Florida 4-H Forest Ecology


Bursera simaruba
Family: Burseraceae

Natural History


Gumbo-limbo is a tropical tree that is native to the southeastern United States. It adapts to a variety of habitats, from dry to moist, and is fairly salt-tolerant. It is also considered one of the most wind-tolerant trees in south Florida and is recommended as a good, hurricane-resistant species.

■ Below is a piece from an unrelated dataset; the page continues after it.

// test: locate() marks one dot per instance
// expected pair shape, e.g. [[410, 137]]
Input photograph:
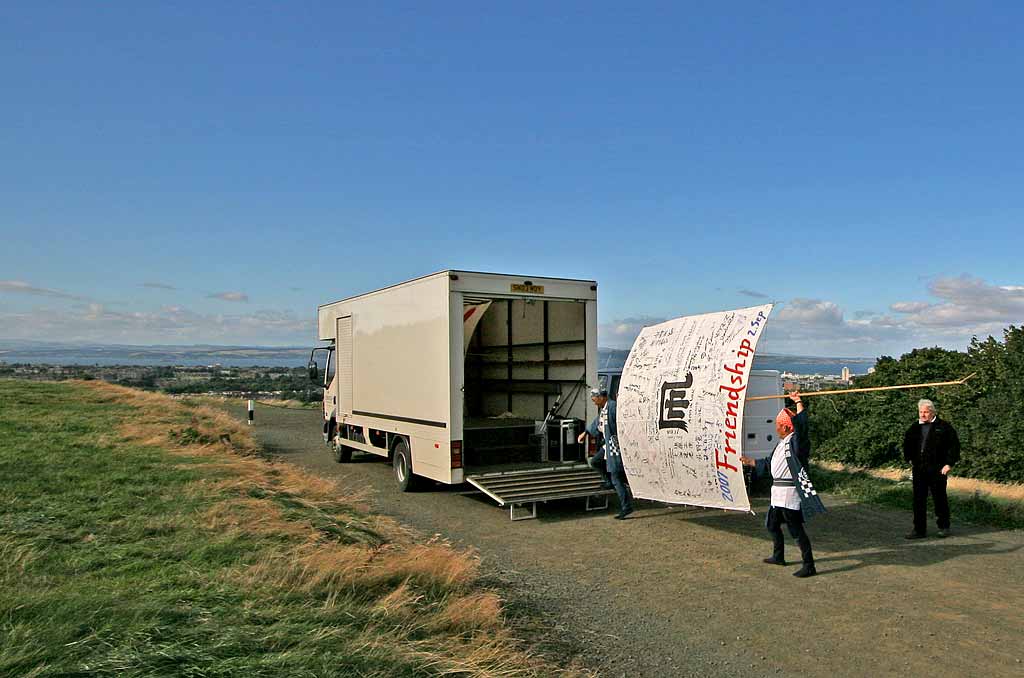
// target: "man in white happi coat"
[[785, 464]]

Gumbo-limbo is planted for shade and ornamental use on backyard patios, or along streets and highways. It readily sprouts from branches stuck into the ground and is sometimes used to plant natural, living fences.

The gummy, turpentine-scented resin has been used in the West Indies for making glue, varnish, liniments, and as a coating for canoes. The aromatic sap is also used as a treatment for gout, while the leaves are brewed into a medicinal tea. The light, soft, spongy wood is used for fence posts that have been known to take root in the ground and grow! Other small wood products such as matchsticks, toothpicks, charcoal, boxes, crates, and interior trim have also been made from gumbo-limbo.

Some birds, including mockingbirds and vireos, regularly consume the deep red fruits of gumbo-limbo during the summer and fall months.

Gumbo-limbo ranges from Cape Canaveral to southern Florida, including the Keys. It is also native to the West Indies, tropical Mexico, Guatemala, and northern South America.